The length also didn't bother me as much as it might have because I did enjoy the stories. As Eric said, romantic comedies almost always follow a set pattern. In this one, it only takes 5 minutes, just long enough to introduce the characters, for it to be obvious who will end up with whom. The important thing is to enjoy the ride.
Although I agree with Eric that the plot could have been trimmed, I actually disagree with the way it should it have been done. Rather than eliminate Eli Wallach's character, I would have removed Jack Black's. I didn't think that he and Winslet shared a very strong chemistry and since Iris seems to be a woman who bases her self-worth on whether or not a man loves her, it would have been stronger to show her realizing that she doesn't need to think that way. Wallach's old writer uses the line you mentioned Eric about being a leading lady and shows her the old movies filled with strong female characters. The real climax to Iris's story is when she tells Jasper that she's not going to be his doormat anymore.

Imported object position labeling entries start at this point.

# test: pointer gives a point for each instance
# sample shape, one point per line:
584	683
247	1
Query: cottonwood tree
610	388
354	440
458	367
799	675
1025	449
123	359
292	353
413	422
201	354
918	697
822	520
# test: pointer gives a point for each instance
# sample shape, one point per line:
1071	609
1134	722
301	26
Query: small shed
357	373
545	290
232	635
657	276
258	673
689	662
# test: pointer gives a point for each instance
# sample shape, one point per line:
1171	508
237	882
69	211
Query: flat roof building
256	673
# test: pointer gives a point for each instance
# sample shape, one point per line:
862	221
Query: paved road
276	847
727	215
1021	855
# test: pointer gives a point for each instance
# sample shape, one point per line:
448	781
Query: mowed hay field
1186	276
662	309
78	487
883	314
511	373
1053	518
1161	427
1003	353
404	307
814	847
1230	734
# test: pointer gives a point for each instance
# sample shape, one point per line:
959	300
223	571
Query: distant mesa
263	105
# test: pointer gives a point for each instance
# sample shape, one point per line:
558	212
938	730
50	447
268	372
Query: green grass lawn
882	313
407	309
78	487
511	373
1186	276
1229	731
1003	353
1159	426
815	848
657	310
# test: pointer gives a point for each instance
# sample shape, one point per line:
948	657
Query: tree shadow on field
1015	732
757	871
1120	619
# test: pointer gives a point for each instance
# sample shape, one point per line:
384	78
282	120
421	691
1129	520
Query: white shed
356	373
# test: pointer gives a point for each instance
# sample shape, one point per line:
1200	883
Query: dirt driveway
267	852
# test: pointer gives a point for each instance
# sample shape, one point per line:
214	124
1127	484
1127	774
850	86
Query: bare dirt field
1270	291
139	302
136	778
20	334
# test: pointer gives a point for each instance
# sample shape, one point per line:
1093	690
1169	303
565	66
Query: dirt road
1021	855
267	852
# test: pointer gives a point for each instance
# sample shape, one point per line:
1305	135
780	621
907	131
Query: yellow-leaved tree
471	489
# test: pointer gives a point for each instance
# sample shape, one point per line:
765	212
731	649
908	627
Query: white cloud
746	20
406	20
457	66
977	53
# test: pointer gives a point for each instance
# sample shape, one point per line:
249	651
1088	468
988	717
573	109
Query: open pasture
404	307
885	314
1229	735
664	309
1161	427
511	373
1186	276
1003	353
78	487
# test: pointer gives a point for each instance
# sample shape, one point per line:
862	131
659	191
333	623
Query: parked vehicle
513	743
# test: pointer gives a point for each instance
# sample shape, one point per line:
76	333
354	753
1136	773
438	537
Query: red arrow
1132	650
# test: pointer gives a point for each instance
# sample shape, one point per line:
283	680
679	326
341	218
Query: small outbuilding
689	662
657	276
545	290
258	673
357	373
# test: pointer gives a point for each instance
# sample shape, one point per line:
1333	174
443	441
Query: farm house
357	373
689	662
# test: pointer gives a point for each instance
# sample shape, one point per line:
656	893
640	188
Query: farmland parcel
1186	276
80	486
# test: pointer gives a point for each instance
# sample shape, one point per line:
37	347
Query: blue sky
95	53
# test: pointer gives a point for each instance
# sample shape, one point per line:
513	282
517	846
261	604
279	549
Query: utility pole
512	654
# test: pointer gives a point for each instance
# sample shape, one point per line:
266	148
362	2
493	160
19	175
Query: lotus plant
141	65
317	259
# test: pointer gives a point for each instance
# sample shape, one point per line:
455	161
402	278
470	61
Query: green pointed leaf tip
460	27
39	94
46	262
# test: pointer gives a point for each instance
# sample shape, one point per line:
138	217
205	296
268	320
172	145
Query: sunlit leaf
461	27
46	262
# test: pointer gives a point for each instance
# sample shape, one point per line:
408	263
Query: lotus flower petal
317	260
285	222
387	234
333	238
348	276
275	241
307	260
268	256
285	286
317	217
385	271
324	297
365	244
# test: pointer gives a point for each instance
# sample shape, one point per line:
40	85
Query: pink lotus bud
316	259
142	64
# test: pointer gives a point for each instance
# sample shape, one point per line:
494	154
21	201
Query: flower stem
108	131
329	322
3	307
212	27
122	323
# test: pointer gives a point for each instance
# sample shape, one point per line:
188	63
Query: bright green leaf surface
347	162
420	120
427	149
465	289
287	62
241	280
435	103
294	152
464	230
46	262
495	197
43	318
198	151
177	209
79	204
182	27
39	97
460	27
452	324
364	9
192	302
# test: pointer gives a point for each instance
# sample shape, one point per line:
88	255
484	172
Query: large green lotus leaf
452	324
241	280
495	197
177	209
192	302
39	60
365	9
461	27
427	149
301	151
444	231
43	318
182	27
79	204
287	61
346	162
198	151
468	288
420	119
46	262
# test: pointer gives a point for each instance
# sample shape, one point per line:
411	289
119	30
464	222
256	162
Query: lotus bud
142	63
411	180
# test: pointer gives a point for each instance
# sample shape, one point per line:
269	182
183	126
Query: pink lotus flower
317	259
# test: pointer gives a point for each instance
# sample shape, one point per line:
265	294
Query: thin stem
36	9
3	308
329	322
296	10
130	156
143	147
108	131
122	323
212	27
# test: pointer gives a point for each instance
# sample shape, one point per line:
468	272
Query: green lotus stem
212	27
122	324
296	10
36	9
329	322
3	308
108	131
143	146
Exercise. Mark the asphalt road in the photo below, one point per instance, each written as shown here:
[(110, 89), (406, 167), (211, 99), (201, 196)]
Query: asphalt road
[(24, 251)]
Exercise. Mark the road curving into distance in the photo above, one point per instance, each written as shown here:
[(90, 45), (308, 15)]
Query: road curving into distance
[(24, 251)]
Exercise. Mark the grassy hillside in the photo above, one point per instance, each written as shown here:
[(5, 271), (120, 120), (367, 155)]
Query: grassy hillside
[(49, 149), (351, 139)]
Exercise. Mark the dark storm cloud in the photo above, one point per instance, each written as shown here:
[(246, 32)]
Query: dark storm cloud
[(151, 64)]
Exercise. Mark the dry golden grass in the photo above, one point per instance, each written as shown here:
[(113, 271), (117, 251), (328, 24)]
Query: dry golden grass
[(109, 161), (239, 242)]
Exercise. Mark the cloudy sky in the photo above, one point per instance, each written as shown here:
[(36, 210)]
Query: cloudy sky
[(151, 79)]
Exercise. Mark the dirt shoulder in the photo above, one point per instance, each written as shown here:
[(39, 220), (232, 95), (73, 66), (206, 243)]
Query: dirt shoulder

With Amanda (Diaz) it makes more sense for her to fall in love. She's shutdown emotionally since her parent's divorce when she was a teenager and it isn't until she truly falls in love that she gets past that emotional trauma. Her relationship with Jude Law's Graham is a little sticky sweet, especially when his daughters are introduced, but I still enjoyed it.
The cast is a big help in overcoming the movie's weaknesses. Winslet, Law, Diaz, a subdued Black and Wallach make up for the cliches and occasional sticky sweetness.

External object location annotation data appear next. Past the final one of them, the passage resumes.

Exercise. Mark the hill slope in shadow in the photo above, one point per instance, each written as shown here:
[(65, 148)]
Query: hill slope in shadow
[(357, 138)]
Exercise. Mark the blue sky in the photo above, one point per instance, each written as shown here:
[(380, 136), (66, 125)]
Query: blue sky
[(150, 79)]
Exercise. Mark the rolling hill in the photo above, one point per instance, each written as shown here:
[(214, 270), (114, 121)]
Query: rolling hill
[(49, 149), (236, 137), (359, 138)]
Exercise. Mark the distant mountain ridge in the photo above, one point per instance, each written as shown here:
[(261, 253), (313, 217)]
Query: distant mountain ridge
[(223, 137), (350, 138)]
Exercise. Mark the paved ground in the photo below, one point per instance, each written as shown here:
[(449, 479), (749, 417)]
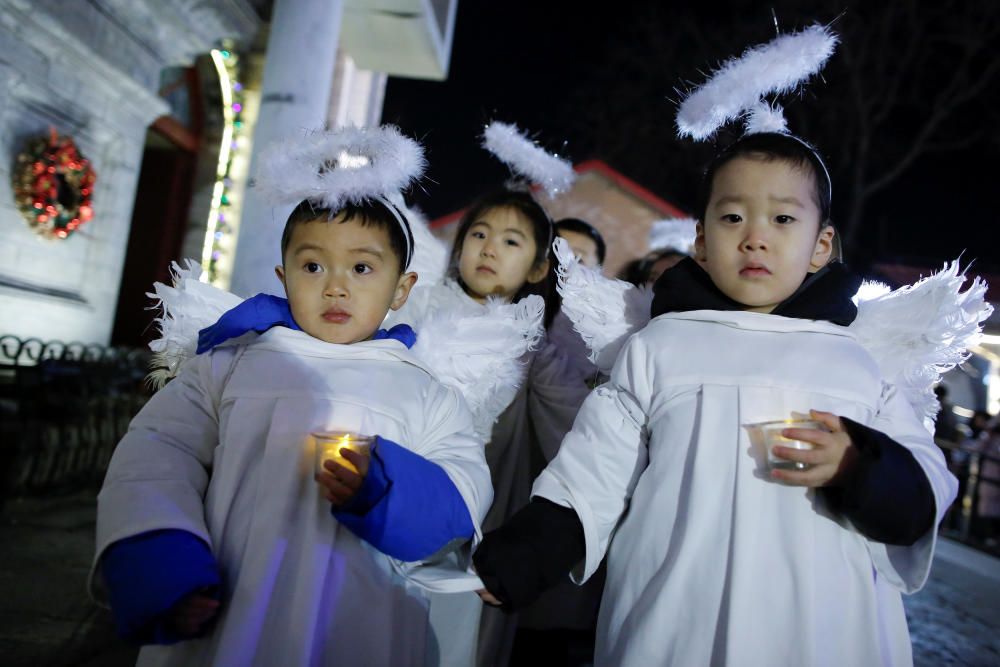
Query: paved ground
[(46, 618)]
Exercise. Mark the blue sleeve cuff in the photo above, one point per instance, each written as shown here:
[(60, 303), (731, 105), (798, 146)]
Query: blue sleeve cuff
[(373, 488), (146, 575), (401, 332), (407, 508)]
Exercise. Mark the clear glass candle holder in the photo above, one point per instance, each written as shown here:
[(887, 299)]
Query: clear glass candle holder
[(330, 443), (770, 433)]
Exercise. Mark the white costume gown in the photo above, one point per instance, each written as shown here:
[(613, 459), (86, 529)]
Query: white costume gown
[(223, 452), (709, 561)]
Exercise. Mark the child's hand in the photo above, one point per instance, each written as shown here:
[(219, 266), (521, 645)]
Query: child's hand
[(189, 616), (340, 484), (488, 598), (832, 453)]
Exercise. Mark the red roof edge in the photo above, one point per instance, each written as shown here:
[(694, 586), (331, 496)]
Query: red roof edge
[(628, 184), (608, 172)]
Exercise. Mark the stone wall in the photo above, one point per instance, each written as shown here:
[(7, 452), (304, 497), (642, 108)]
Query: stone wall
[(89, 69)]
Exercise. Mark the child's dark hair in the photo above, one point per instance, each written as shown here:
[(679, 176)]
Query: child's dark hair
[(588, 230), (370, 213), (770, 146), (541, 225)]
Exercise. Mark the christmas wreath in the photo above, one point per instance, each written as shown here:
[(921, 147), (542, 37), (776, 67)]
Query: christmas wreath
[(53, 185)]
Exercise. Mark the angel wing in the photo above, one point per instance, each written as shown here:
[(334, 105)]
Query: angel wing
[(920, 331), (480, 353), (185, 308), (604, 311)]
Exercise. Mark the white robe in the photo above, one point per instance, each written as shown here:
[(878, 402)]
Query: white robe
[(525, 438), (223, 452), (711, 562)]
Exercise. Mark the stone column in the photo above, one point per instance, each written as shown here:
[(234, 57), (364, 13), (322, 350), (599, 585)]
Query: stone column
[(298, 75)]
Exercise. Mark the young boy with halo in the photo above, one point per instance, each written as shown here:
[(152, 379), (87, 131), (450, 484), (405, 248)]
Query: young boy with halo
[(213, 537), (715, 556)]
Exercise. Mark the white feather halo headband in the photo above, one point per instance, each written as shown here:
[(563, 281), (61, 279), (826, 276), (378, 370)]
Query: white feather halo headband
[(738, 88), (673, 234), (331, 168), (525, 158)]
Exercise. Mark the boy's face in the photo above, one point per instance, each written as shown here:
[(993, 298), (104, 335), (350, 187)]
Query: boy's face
[(341, 278), (498, 253), (761, 235), (584, 247)]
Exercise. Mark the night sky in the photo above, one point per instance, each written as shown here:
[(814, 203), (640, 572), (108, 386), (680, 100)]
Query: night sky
[(590, 83)]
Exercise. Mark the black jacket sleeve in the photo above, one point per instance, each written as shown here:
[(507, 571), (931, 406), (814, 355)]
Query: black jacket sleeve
[(530, 553), (886, 495)]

There have been better romantic comedies, but this one is enjoyable enough if you watch it without too high of expectations.
Jack Black, Eli Wallach and Kate Winslet in The Holiday.

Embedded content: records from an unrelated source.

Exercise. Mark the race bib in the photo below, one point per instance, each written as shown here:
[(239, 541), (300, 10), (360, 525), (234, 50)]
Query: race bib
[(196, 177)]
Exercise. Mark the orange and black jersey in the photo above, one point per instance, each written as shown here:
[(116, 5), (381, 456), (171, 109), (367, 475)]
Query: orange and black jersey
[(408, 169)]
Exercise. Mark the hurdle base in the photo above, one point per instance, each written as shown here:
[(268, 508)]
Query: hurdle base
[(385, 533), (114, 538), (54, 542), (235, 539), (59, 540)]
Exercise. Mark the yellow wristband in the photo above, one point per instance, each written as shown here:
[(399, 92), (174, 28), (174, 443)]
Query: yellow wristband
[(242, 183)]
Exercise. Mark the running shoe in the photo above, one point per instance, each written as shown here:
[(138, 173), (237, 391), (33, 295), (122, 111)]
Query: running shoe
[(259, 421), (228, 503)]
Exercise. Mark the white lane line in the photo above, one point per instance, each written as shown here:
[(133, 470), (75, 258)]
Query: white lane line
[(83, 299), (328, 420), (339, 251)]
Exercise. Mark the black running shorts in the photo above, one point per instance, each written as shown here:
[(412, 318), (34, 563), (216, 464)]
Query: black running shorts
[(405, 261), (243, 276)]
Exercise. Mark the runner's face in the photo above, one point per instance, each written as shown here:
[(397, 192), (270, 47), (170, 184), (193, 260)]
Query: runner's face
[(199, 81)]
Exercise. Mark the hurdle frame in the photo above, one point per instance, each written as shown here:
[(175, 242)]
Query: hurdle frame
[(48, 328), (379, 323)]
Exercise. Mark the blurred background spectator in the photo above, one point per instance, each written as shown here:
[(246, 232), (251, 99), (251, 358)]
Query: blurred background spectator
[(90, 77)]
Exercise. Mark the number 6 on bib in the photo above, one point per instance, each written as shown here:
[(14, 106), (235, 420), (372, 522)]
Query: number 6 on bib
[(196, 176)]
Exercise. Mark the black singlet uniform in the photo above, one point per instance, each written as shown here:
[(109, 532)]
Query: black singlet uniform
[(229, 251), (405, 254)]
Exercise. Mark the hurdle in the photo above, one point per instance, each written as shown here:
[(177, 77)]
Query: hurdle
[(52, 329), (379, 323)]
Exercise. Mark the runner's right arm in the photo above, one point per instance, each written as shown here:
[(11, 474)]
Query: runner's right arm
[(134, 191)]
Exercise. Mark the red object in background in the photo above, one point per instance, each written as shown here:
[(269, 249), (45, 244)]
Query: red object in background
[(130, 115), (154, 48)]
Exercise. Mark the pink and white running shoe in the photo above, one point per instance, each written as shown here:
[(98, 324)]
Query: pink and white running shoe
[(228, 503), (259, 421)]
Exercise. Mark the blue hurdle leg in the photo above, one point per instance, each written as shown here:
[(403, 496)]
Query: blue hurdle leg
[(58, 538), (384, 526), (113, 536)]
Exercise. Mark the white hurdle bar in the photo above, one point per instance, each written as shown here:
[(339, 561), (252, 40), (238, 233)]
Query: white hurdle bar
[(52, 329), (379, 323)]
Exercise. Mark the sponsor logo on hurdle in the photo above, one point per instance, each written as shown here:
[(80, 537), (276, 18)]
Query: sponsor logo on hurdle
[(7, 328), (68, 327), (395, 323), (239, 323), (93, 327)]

Yeah, this is a fun romantic comedy featuring affable characters, even if the story is predictable and a tad on the corny side. I agree it runs a bit long but I have a third option that differs from either of my brothers. I don't think they should have cut either Black or Wallach's parts. Meyers simply needed to tighten the rhythm of the individual scenes. She needed to start them all a few seconds later and end them sooner. Ironically, for a movie that pays homage to classic screwball comedies, the comic timing is rather anemically paced.
The cast is terrific. Diaz's Amanda is more likable than most of her characters. Winslet plays dowdy quite naturally. Law is charmingly ordinary (or ordinarily charming?) “I have a cow, and I sew. Now how's that for hard to relate to.” Black is subdued but still funny. Wallach proves that acting careers don't have to end at 90.
Arthur Abbott is a classic Hollywood type and provides a great part for an old man like Eli Wallach. He made his big screen debut in Elia Kazan's movie version of Tennessee Williams' Baby Doll way back in 1956, at the relatively advanced age of 40. In his remarkable career he's worked with the likes of Clark Gable, Clint Eastwood, Steve McQueen, Marilyn Monroe, Yul Brynner, Peter O'Toole, Barbra Streisand and Al Pacino. Eli Wallach turns 97 this December (2012).
Dustin Hoffman, Lindsay Lohan and James Franco all make amusing little cameos as themselves.
The contrast in the lifestyles and accommodations of the two house-swapping women is portrayed in an entertaining fashion. Amanda has the classic Beverly Hills mansion with all the amenities, while Iris lives in a quaint little country cottage in what looks like the Shire. I half expected Bilbo Baggins to go strolling by. The final scene is about as heartwarming as romantic comedies set at the holidays can possibly get. The Holiday is touching and funny despite being predictable and a tad long.